Average pre-recession annual depreciation trended between 16-18%. Between 2011-2016, average annual depreciation fell between 8.3-13.2%, driven mostly by high demand for used vehicles and low supply levels of in-demand segments such as trucks, crossovers, and SUVs.

Pricing specialist Black Book says it now believes much of the pent-up demand fueling both new and used vehicle sales has been spent, resulting in a rising level of vehicle depreciation expected in 2017.

It also says a continued increase in lease activity along with higher incentives that began in 2016 will increase pressure on residual values.

Black Book forecasts a continual and gradual decline in residuals in the coming years.

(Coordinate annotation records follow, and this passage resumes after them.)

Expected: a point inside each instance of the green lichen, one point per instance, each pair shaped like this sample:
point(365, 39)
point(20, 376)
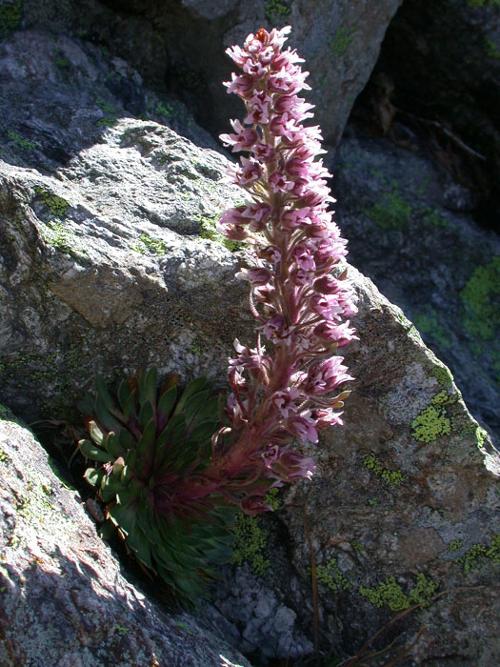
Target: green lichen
point(390, 477)
point(273, 499)
point(332, 577)
point(479, 554)
point(20, 141)
point(11, 14)
point(455, 545)
point(207, 230)
point(250, 544)
point(391, 213)
point(56, 235)
point(443, 376)
point(480, 298)
point(390, 594)
point(432, 423)
point(149, 245)
point(428, 324)
point(434, 218)
point(341, 41)
point(276, 10)
point(58, 206)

Currently, a two-year-old vehicle is averaging 52% of its original retail price. This is expected to decline to 48% by 2020.

Black Book expects the market to reach a gradual normalization over the next three years. Ongoing concerns include continuously increasing lease penetration, which leads to residual losses on the returns due to excess supply. Other factors that could affect the market include higher levels of incentives on new vehicles, which pushes down used values, and longer loan terms leading to sustained negative equity.

Anil Goyal, senior vice president of automotive valuation and analytics at Black Book, said: “Increased supplies from trade-ins and lease returns, coupled with a plateau in new sales activity will bring changes that can affect inventory strategies and profit potential.”

Fitch’s analysis of US auto loan asset-backed securities (ABS) shows few major concerns.

Hylton Heard, senior director of Fitch Ratings, said: “Fitch continues to have a positive rating outlook for prime auto loan asset-backed securities in 2017, despite higher losses expected this year.

“Auto ABS asset performance will continue to slow in 2017 as losses slowly rise to normalized levels similar to 2004-2006. Additionally, depreciation rates will creep up and recovery rates dip, which will drive loss severity and contribute to rising losses.”